Developing and implementing an integrated delirium prevention system of care: a theory driven, participatory research study
1 Academic Unit of Elderly Care and Rehabilitation, University of Leeds, Bradford Institute for Health Research, Bradford Royal Infirmary, Duckworth Lane, Bradford, West Yorkshire BD9 6RJ, UK
2 School of Nursing Sciences, Faculty of Medicine and Health Sciences, Edith Cavell Building, University of East Anglia, Norwich Research Park, Norwich, Norfolk NR4 7TJ, UK
3 Department of Medicine, Beth Israel Deaconess Medical Center, Harvard Medical School and Institute for Aging Research, Hebrew SeniorLife, 1200 Centre Street, Roslindale, MA 02131, USA
Citation and License
BMC Health Services Research 2013, 13:341 doi:10.1186/1472-6963-13-341Published: 3 September 2013
Delirium is a common complication for older people in hospital. Evidence suggests that delirium incidence in hospital may be reduced by about a third through a multi-component intervention targeted at known modifiable risk factors. We describe the research design and conceptual framework underpinning it that informed the development of a novel delirium prevention system of care for acute hospital wards. Particular focus of the study was on developing an implementation process aimed at embedding practice change within routine care delivery.

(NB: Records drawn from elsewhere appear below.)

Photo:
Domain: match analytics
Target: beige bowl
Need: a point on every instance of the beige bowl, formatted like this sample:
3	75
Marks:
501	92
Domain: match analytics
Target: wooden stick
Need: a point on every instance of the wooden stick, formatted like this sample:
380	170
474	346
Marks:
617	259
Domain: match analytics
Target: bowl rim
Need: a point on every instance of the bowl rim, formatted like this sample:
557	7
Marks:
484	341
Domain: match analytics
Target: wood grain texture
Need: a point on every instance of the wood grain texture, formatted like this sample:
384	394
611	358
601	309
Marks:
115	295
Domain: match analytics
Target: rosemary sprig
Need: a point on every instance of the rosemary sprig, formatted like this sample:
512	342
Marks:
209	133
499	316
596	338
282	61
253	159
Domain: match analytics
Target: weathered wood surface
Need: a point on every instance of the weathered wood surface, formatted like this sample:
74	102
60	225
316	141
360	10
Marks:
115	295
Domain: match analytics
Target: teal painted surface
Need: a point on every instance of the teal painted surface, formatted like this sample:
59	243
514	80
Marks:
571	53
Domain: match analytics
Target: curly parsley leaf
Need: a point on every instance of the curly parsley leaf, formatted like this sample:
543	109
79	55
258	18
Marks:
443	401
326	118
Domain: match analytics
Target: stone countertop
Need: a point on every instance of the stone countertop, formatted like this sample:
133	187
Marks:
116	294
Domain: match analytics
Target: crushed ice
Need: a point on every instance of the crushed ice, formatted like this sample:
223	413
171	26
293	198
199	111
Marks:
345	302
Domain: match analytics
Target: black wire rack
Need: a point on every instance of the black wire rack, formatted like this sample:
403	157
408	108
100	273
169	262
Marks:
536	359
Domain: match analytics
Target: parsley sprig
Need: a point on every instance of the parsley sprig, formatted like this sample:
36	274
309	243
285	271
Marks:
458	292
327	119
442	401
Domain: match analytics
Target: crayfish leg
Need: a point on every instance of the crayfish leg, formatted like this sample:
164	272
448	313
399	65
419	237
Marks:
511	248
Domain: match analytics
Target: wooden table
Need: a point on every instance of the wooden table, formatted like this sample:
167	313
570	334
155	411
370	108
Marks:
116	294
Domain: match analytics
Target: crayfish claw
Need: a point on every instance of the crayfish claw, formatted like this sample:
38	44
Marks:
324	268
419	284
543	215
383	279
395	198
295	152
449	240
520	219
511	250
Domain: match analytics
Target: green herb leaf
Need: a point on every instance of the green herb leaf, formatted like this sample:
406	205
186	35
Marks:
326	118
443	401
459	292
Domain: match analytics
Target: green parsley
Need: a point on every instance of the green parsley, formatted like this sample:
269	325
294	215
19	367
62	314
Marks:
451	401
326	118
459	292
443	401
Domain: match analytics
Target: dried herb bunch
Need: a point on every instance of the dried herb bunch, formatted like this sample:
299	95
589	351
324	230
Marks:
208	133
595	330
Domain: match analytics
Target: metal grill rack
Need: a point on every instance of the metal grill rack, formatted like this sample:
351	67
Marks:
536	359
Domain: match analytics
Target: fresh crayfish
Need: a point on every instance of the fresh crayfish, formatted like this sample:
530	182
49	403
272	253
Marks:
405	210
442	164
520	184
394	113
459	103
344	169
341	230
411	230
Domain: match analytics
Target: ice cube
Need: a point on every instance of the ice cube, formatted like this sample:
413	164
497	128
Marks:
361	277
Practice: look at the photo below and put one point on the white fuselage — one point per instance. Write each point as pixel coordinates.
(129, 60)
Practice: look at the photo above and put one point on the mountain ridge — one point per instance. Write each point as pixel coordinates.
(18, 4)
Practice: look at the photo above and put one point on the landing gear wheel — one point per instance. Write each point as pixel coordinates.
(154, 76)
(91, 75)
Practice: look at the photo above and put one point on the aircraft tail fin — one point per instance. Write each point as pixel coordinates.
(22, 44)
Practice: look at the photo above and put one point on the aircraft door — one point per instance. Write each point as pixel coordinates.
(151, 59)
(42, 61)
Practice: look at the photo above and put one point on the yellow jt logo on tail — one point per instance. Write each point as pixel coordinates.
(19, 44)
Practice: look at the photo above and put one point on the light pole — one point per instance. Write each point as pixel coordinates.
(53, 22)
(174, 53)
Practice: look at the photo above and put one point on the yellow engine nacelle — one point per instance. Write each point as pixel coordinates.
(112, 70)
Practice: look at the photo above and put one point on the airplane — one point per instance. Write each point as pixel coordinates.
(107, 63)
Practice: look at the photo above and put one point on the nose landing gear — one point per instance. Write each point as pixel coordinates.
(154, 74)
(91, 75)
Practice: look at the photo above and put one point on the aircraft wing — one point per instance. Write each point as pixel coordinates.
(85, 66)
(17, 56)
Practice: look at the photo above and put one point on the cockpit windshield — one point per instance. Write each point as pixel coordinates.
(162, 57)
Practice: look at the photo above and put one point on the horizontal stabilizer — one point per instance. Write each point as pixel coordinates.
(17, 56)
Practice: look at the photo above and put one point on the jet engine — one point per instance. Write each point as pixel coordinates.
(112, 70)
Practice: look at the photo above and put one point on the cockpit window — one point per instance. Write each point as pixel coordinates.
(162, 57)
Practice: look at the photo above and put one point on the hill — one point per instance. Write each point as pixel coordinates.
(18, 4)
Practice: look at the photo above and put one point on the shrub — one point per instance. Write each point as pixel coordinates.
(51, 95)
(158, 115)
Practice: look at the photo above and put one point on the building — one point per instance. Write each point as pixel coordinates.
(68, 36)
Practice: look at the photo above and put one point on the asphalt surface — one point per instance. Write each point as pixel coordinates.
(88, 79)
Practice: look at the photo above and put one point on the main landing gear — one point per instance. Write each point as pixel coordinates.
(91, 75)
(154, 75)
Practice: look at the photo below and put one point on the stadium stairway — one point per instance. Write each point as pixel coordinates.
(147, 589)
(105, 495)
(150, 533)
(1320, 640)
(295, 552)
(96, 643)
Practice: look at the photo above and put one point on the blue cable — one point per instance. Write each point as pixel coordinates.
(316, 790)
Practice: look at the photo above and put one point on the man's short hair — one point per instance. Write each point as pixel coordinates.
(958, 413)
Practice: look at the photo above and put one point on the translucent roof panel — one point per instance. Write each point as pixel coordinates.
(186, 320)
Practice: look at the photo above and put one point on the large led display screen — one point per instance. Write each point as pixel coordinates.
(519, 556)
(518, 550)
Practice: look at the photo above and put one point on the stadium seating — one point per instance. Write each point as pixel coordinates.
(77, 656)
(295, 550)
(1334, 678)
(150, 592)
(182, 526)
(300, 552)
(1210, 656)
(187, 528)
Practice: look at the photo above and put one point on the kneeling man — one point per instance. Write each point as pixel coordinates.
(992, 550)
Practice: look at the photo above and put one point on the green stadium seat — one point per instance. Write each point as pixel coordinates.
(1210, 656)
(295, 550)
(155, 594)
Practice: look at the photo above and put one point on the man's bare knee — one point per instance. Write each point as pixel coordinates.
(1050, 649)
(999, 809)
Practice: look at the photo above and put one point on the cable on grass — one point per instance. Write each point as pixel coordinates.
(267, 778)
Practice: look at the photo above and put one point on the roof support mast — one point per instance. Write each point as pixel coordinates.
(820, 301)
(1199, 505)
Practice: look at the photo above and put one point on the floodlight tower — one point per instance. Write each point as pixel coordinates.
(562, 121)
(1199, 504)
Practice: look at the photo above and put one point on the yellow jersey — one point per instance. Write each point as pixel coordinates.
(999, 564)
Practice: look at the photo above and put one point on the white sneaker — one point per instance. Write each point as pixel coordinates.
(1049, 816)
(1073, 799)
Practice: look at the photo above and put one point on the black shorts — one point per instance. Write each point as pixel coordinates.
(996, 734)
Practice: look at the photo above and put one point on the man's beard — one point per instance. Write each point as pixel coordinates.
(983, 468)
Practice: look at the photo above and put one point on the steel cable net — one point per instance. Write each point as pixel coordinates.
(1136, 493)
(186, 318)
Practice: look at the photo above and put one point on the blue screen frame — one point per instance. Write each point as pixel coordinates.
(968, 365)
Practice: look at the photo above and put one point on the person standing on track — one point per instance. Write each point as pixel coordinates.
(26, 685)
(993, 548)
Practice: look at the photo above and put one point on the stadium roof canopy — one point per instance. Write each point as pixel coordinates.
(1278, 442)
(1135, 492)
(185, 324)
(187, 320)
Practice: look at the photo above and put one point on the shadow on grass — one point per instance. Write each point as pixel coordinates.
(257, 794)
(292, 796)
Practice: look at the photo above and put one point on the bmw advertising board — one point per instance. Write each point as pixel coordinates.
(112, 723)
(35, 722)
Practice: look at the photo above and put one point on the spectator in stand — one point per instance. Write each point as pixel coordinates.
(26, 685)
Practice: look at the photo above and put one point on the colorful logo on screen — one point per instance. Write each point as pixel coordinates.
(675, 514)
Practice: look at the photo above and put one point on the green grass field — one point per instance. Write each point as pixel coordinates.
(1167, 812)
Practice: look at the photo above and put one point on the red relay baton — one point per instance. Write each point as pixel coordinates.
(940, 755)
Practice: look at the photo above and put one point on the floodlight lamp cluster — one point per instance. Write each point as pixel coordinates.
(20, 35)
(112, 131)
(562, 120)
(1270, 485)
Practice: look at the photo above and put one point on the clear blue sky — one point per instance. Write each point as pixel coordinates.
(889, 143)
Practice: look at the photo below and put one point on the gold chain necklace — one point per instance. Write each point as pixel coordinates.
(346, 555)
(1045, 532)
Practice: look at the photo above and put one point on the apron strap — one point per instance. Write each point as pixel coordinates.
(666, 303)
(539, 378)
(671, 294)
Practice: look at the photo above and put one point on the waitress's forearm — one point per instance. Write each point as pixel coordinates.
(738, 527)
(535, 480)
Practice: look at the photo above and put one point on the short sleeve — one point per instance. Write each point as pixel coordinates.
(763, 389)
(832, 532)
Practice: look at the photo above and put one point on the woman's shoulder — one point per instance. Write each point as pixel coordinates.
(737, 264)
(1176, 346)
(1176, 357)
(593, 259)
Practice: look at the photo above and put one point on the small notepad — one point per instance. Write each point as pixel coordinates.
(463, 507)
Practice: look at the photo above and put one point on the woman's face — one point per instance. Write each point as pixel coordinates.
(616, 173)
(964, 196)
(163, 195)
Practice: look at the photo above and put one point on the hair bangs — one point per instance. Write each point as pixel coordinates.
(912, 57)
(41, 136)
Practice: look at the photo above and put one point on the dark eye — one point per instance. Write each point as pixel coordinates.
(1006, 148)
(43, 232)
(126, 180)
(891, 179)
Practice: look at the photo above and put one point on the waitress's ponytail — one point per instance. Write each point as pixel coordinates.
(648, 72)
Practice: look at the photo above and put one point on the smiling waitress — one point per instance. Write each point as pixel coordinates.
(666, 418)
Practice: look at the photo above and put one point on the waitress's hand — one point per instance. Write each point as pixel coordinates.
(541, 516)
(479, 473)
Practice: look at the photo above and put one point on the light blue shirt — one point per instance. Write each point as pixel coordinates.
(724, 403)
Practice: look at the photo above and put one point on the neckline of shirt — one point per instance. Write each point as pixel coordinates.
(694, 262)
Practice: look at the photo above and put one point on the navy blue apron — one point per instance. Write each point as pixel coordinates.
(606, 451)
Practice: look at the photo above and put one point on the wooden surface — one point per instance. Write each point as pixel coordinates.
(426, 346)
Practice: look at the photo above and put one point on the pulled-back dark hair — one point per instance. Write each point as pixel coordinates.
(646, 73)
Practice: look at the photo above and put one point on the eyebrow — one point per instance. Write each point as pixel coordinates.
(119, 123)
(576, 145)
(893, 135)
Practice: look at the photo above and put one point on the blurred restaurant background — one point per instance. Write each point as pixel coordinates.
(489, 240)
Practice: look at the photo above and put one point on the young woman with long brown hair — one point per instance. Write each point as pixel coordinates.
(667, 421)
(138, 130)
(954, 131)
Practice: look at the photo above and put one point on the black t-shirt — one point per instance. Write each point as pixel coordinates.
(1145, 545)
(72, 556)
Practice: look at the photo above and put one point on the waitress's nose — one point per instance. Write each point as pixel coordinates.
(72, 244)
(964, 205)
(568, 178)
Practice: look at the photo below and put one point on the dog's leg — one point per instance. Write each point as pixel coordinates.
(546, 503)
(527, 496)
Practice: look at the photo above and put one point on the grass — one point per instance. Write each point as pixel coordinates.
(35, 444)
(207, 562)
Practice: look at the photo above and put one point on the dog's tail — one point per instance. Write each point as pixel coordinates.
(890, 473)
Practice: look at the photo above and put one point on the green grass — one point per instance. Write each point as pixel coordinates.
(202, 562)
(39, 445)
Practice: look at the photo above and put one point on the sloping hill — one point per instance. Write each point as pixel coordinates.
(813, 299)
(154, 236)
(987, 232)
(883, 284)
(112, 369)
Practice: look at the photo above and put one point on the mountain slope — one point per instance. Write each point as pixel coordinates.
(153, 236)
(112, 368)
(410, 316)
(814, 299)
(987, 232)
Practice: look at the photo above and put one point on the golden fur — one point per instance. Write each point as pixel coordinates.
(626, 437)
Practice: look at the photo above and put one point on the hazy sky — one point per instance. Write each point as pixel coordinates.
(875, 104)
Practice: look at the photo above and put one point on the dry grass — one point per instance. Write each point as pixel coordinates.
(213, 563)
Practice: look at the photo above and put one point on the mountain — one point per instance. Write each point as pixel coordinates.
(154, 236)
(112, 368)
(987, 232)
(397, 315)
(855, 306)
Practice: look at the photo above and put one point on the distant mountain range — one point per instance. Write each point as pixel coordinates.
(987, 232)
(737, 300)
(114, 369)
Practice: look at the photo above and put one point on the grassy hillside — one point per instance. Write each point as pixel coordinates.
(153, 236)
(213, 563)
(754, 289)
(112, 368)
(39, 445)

We adopted a participatory action research approach involving staff, volunteers, and patient and carer representatives in three northern NHS Trusts in England. We employed Normalization Process Theory to explore knowledge and ward practices on delirium and delirium prevention. We established a Development Team in each Trust comprising senior and frontline staff from selected wards, and others with a potential role or interest in delirium prevention. Data collection included facilitated workshops, relevant documents/records, qualitative one-to-one interviews and focus groups with multiple stakeholders and observation of ward practices. We used grounded theory strategies in analysing and synthesising data.
Awareness of delirium was variable among staff with no attention on delirium prevention at any level; delirium prevention was typically neither understood nor perceived as meaningful. The busy, chaotic and challenging ward life rhythm focused primarily on diagnostics, clinical observations and treatment. Ward practices pertinent to delirium prevention were undertaken inconsistently. Staff welcomed the possibility of volunteers being engaged in delirium prevention work, but existing systems for volunteer support were viewed as a barrier.
Our evolving conception of an integrated model of delirium prevention presented major implementation challenges flowing from minimal understanding of delirium prevention and securing engagement of volunteers alongside practice change. The resulting Prevention of Delirium (POD) Programme combines a multi-component delirium prevention and implementation process, incorporating systems and mechanisms to introduce and embed delirium prevention into routine ward practices.
Although our substantive interest was in delirium prevention, the conceptual and methodological strategies pursued have implications for implementing and sustaining practice and service improvements more broadly.